How can we tell about other solutions, if any?
Best Answer
From the comments, the domain is $[0,2]$.
Let $f(x)=\sin\left(\frac{\pi\sqrt x}4\right)+\cos\left(\frac{\pi\sqrt {2-x}}4\right)-\sqrt 2$
$f'(x)=\frac1{2\sqrt x}\frac\pi4\cos\left(\frac{\pi\sqrt x}4\right)+\frac1{2\sqrt{2-x}}\frac\pi4\sin\left(\frac\pi4\sqrt{2-x}\right)$
Angles of sine and cosine are varying from $0$ to $\frac\pi{2\sqrt2}$. That means $f'(x)\gt0$. Thus it crosses x-axis either once or never.
Also, since $f(x)$ is increasing, we only need to check values at domain end points.
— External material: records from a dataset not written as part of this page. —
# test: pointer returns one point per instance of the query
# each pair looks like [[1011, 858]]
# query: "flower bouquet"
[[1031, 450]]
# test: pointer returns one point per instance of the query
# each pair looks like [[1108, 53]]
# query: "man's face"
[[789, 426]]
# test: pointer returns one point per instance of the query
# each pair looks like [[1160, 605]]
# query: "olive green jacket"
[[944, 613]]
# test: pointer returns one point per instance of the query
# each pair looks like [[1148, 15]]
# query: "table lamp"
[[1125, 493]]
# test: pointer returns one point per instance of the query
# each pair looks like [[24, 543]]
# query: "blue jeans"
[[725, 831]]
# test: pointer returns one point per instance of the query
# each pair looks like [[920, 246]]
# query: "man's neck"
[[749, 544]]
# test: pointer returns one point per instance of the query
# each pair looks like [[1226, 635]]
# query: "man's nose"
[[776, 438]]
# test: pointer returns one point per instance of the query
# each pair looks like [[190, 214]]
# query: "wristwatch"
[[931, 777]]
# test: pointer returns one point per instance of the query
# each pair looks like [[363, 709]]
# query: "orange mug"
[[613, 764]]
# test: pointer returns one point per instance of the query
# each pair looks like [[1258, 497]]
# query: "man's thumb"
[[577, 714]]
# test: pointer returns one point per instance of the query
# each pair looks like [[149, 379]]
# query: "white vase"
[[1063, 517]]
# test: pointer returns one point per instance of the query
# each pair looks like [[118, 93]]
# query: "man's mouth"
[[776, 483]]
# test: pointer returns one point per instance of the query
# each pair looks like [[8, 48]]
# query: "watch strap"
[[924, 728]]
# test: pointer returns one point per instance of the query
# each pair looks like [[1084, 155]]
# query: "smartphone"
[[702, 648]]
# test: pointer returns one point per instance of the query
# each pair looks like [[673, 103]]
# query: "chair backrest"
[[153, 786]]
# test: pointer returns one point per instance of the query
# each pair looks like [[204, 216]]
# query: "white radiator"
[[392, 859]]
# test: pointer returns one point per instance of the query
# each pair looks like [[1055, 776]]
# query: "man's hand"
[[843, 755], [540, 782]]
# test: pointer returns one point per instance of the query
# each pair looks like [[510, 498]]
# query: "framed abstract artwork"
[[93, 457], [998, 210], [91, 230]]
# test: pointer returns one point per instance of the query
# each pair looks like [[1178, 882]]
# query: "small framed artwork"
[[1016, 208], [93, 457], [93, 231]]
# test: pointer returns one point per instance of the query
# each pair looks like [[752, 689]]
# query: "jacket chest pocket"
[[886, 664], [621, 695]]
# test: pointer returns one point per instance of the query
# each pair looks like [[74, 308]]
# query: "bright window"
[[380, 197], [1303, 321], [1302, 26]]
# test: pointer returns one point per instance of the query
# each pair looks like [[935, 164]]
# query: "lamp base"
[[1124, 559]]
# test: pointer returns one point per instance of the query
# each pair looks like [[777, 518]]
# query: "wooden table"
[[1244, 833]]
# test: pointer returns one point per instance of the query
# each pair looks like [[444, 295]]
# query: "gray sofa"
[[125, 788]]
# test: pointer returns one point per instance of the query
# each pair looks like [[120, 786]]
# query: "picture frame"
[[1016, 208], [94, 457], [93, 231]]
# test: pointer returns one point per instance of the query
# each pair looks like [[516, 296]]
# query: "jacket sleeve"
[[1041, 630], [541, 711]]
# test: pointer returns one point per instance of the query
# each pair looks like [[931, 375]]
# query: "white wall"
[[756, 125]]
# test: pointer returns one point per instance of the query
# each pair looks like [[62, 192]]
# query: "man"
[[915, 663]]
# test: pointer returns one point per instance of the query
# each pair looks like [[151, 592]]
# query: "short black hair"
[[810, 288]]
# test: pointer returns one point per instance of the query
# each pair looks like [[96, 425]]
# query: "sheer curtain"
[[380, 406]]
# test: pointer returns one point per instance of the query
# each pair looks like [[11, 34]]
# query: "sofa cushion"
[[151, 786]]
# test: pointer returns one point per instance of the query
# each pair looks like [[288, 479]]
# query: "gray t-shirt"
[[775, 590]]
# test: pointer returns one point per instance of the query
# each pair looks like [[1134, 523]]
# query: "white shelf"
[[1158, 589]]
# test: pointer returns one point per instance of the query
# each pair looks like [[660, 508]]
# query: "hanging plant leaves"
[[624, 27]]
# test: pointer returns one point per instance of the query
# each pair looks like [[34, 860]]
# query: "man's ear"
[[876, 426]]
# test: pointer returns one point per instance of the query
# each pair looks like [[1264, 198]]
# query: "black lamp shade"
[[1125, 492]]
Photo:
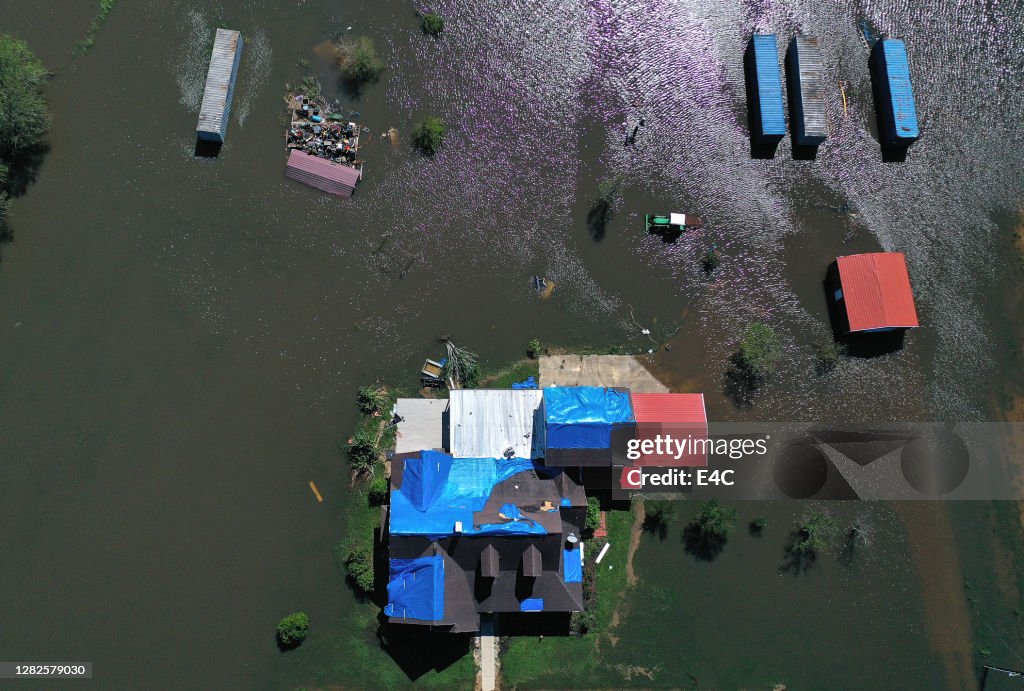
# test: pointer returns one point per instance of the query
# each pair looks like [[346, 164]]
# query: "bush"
[[593, 514], [292, 631], [814, 533], [378, 491], [24, 115], [759, 350], [357, 560], [433, 24], [363, 450], [373, 400], [535, 348], [358, 61], [428, 135]]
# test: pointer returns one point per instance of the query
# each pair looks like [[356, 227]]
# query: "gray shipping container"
[[216, 109], [806, 80]]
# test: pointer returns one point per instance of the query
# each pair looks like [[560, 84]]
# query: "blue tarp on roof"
[[572, 564], [583, 417], [416, 590], [769, 83], [531, 605], [899, 113], [438, 490]]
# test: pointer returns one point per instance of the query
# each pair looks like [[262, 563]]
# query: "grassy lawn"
[[573, 661]]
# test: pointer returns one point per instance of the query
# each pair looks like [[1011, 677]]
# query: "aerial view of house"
[[479, 345]]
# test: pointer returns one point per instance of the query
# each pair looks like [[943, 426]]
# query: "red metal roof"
[[321, 173], [877, 291], [669, 407]]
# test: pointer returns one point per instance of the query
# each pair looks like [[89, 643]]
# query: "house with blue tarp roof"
[[472, 536]]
$f(0)=\cos\left(\frac\pi{2\sqrt2}\right)-\sqrt2\lt0$
$f(2)=\sin\left(\frac\pi{2\sqrt2}\right)+1-\sqrt2$
$4\gt2\sqrt2\implies\frac\pi4\lt\frac\pi{2\sqrt2}\implies \sin\left(\frac\pi{2\sqrt2}\right)\gt\frac1{\sqrt2}\gt0.7$
Thus, $f(2)\gt0$
Thus, the given equation has one and only one solution.